If that video’s metadata is correct, then I count 2 frames of delay at 240fps. That is about 8ms of latency, which is indeed extremely good.

The Dualshock 4 has about 5~6 ms of average latency by itself, acording to this, so that leaves 2 or 3 ms for the rest of the system, including the monitor, which is hard to believe even if VRR is active.

This looks like an extreme best-case scenario. Even if that is just a game menu, I gotta take my hat off to the Ripout developers.

One way for you to make sure the video is being recorded at the correct speed is doing the same experiment, but with a stopwatch running being visible in the video somewhere (e.g. on another phone).

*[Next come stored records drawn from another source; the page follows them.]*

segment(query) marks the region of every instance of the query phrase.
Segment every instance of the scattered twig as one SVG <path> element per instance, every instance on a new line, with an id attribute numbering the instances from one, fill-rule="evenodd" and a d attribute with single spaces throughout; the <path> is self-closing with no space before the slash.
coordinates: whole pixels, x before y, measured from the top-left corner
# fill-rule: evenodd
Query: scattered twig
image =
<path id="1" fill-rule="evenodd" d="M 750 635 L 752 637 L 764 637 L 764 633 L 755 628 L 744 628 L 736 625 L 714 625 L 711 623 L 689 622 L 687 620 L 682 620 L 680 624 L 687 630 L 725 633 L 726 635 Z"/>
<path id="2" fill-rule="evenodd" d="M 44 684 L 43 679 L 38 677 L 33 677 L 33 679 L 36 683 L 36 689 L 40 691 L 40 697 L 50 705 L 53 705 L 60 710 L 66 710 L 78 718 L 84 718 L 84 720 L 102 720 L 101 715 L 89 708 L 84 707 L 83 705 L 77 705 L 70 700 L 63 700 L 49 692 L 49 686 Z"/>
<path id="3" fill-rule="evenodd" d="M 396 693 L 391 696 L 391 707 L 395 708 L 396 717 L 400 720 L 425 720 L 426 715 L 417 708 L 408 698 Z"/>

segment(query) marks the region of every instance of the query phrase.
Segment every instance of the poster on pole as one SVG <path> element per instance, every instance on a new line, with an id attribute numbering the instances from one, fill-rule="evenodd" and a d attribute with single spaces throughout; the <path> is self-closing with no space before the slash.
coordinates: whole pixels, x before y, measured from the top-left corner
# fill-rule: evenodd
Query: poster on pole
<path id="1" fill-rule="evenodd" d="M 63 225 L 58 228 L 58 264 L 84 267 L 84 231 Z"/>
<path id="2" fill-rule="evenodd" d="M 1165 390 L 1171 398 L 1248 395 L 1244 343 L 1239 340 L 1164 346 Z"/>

Forget to mention that DS4 v2 controller is overclocked to 2000hz (250hz default) using usb connection with hidusb and the best thing is that it works in that frequency, i found that it has more lag at 1000hz than 2000hz. 100zh monitor is about 1ms-10ms avarage minimum + monitor latency itself, pc latency 3.5msСнимок экрана (31) is reported on nvidia latency overlay monitor, the rest is DS4 v2 controller. Lets take a 360hz monitor 1.39 ms avarage at best, better cpu ram mobo - even better pc latency and overclock ds4 to 4000hz and maybe we will see end to end system latency under 4ms, maybe someone can do it.

2 Likes

Ah, if the DS4 is overclocked, that helps things a bit. That sounds about right then. Excellent result!

You are running this above the monitor’s max refresh rate, correct? With Vsync disabled, I presume.

I was not aware about the Nvidia latency tool. What subsystems is it measuring exactly?

I have a question about shaders and input lag. Are shaderes applying in parallel or consecutively? I mean, if new frame can get emulated and redered while old is still getting shaded, and (emulation + shading) exceeds 16.6 ms, then this create 1 frame input lag. Can this happen, or not?

And about frame delay. What will happen if it is set too large? One extra frame of lag without any indication or sound stuttering with less than 60 fps?

Sure. If a shader takes >16 ms to render, you’ll drop frames, audio will crackle, etc.

Excessive frame delay will cause audio crackles, as well, though auto frame delay will adjust downward until that stops (in the space of a couple of frames).

2 Likes

Note that on Vulkan, parallel emulation and shading (2 frames in flight) only happens with Max Swapchain Images set to 3 (the default) or more.

If you want to reduce one frame of input lag, you can set Max Swapchain Images to 2, but in that case, the frame will be emulated, and then shaded sequentially in the same 16ms window.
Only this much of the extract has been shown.